Commentary

Friends of the Earth Challenges All Who Seek Justice and Value Life to Stand Up and Take Action: #BlackLivesMatter


WASHINGTON, D.C.—(ENEWSPF)—December 8, 2014. On Wednesday, a Staten Island grand jury failed to indict an NYPD officer who used an illegal chokehold on unarmed Eric Garner, leading to his death. Two weeks ago, twelve-year old Tamir Rice, was fatally shot in a two-second encounter with Cleveland police. Both follow several instances of young, unarmed blacks killed, manhandled or attacked by police officers, nationwide. While these cases have recently captured media attention due to subsequent protests erupting across the country, sadly police brutality against blacks in the United States is not new. But the people have had enough.

Friends of the Earth President Erich Pica issued the following statement:

We cannot lead a meaningful fight for the environment without first taking steps to address the unequal valuation of life within it. I am deeply outraged and, frankly, dumbfounded that two recent grand jury decisions in Ferguson, Missouri and New York City failed to indict the police officers responsible for the deaths of Michael Brown and Eric Garner. Indictments would have allowed the facts to be adjudicated in courts of law and may have provided some assurances that our justice system works.

How tragic that those sworn to protect, serve, safeguard and defend—whose ranks are composed of working class people—have become the blunt instruments of oppression; who instead enforce, persecute, murder, antagonize, harass and subjugate. It is often said that injustice to one is injustice to all; and not in recent years has that been truer in this nation. The preventable deaths of Mike Brown, Darrien Hunt, Eric Garner, Tamir Rice, Aiyana Jones, Oscar Grant and dozens of others bespeak not just a systematic injustice, but of a cancer in our national consciousness that seems to place little value on the lives of black and brown people. Moreover, it is endemic of our society’s failure to overcome the superficial partisan, ethnic and perceptive differences that prevent us from moving forward as a nation and truly as one people. This is not a peripheral problem or a special interest. This is a national crisis that continues to tear the richness of our social fabric.
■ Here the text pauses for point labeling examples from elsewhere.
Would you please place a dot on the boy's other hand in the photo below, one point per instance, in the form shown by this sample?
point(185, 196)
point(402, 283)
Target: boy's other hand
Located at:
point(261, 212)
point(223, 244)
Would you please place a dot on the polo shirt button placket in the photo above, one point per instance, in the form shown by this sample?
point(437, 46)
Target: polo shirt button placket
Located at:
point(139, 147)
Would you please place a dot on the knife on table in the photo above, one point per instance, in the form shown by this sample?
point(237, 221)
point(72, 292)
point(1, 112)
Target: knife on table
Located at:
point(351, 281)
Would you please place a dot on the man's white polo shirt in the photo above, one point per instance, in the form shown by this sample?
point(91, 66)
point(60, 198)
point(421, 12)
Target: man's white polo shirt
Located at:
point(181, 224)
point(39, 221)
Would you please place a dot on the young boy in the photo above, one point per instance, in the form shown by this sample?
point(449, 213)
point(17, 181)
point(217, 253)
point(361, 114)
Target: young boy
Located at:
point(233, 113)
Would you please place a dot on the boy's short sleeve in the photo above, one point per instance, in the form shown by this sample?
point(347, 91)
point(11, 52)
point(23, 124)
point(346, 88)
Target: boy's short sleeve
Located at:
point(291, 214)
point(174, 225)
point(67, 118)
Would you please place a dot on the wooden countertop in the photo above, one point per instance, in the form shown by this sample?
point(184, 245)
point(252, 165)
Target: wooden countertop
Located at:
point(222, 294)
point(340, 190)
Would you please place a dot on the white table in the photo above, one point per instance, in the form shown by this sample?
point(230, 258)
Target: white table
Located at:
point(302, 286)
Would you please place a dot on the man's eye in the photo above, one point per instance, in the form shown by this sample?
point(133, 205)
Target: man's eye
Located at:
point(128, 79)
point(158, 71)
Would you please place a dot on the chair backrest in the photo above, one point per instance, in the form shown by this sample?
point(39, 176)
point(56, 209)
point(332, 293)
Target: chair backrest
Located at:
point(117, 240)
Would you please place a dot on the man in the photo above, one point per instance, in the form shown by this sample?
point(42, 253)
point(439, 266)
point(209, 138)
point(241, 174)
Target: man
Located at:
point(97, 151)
Social justice and environmentalism are connected. One cannot proceed without the other. This country was set up to be run by the people for the people, yet its many institutions continue to effectively place more value in some lives than others. Our mission is to create a healthier and more just world, but we have little hope of success if our nation cannot agree on the definitions of chokehold, unarmed and murder; let alone clean air and water. My only solace is that these decisions will hopefully dispel the myth that we live in a post-racial America and that it will force each of us to recommit to fighting for a society free of these injustices.

We stand in solidarity with the individuals and organizations that are protesting and demanding justice for the many lives lost to racial injustice, and urge our members to lend their voices and bodies to this renewed struggle.